Phil Carty, who runs a boat out of Digby, N.S., says he knows the captain of the missing vessel, Charles Roberts, well.
“I won’t call him fearless, but it seemed like the weather didn’t affect him too much,” said Carty, who drove to the area hoping to help in any way he could.
“I’ve been on the beach. I found a first aid kit out of his life raft and the life rafts are on the shore … it’s a hard hit. We are a community of fishermen, so it’s sad to see this,” Carty said.
“But on the same note, we take a chance every trip, regardless of the conditions … Stuff can still happen.”
Carty said the weather was worse than forecasted and he heard the ship was headed for Digby from Chignecto Bay in a strong northwest gale.
“It’s the last thing on your mind, you always think you’re going to get home. But it’s one of them things where it’s out of your hands.”
Jacob Jacquard, a fisherman in Yarmouth, N.S., has been anxiously waiting for updates all day.
“It’s hard on me. It’s hard on my family. We knew a lot of the guys on that boat,” Jacquard said in an interview with CBC’s As It Happens Tuesday.
“I fished on that boat myself most of last year … three weeks ago the captain called me asking if I wanted to go scalloping with him.”
Jacquard said the crew would have been coming into shore with a full load of scallops when the distress signal was sent.
“It was a really good sea boat,” he said. “That’s why we’re all trying to piece it together of what happened, why it went down.

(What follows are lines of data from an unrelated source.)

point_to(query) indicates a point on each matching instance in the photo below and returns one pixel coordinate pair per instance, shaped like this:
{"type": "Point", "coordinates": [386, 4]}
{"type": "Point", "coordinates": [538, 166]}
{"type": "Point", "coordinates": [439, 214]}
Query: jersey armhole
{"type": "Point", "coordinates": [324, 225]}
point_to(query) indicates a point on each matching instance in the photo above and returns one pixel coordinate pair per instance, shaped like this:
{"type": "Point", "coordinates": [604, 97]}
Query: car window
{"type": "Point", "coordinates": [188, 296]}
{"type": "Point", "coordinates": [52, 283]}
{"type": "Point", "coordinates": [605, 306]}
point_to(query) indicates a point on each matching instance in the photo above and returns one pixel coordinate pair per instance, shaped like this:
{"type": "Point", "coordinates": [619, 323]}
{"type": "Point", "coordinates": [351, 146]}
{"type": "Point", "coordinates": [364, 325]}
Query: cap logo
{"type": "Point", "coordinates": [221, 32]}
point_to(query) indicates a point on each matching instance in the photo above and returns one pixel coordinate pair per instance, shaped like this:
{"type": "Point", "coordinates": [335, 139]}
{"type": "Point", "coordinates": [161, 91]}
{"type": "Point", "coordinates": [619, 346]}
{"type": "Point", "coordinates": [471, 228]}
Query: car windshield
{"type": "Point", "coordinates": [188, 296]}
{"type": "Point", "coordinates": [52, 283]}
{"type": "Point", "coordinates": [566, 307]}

I’ve been on that boat in rougher seas than last night. It would have been really scary. I believe most of the guys would have been in their bunks sleeping.”

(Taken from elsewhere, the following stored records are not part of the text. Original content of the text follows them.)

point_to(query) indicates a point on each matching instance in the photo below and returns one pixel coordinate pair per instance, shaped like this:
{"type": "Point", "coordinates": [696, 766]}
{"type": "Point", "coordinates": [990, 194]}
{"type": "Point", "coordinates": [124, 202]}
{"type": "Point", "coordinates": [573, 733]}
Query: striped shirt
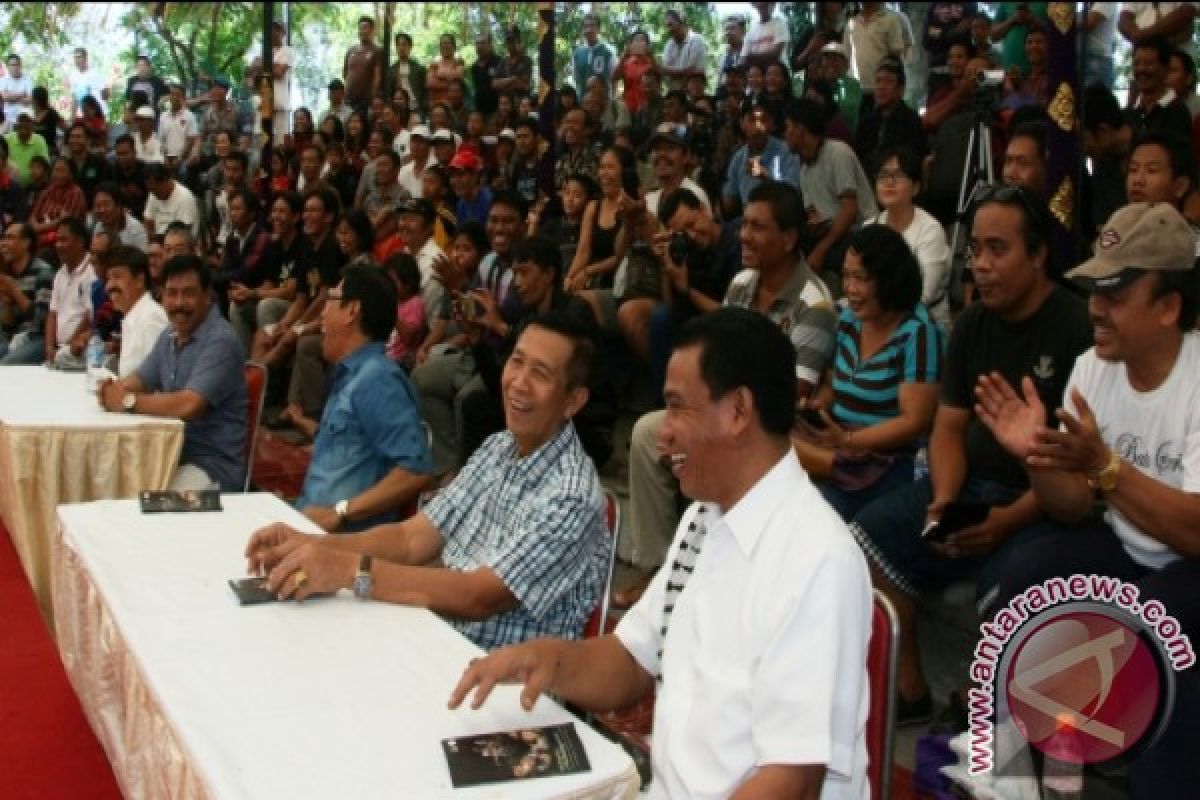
{"type": "Point", "coordinates": [868, 391]}
{"type": "Point", "coordinates": [803, 310]}
{"type": "Point", "coordinates": [535, 522]}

Jacquard said the crew would have had survival suits, personal flotation devices and life jackets on board.
“If the guys were in their bunk, and a wave hit them and they rolled, they wouldn’t have had time to put on anything really. They wouldn’t have had time to even get on deck,” he said.
Angela Burnie, a member of the Hillsburn United Baptist Church, which is near Delaps Cove, said the church set up space for first responders to get warm, get some food and use the washroom.
Burnie said she was feeling “kind of overwhelmed.” She said it was windy and “bitter cold” in the area Tuesday, and it’s not a good feeling to hear a search like this is underway in her community.
“Normally the outcome is never all that great,” she said. “We just pray they watch over all the rescuers and hope good comes of this,” she said.
Rev. Bob Elliott said his heart breaks for the communities involved.
“You know what’s going through my head, it’s almost Christmas. These men have been on the water, they’re cold, and something has happened catastrophic,” he said. “My heart goes out to their families and friends and loved ones on this day.”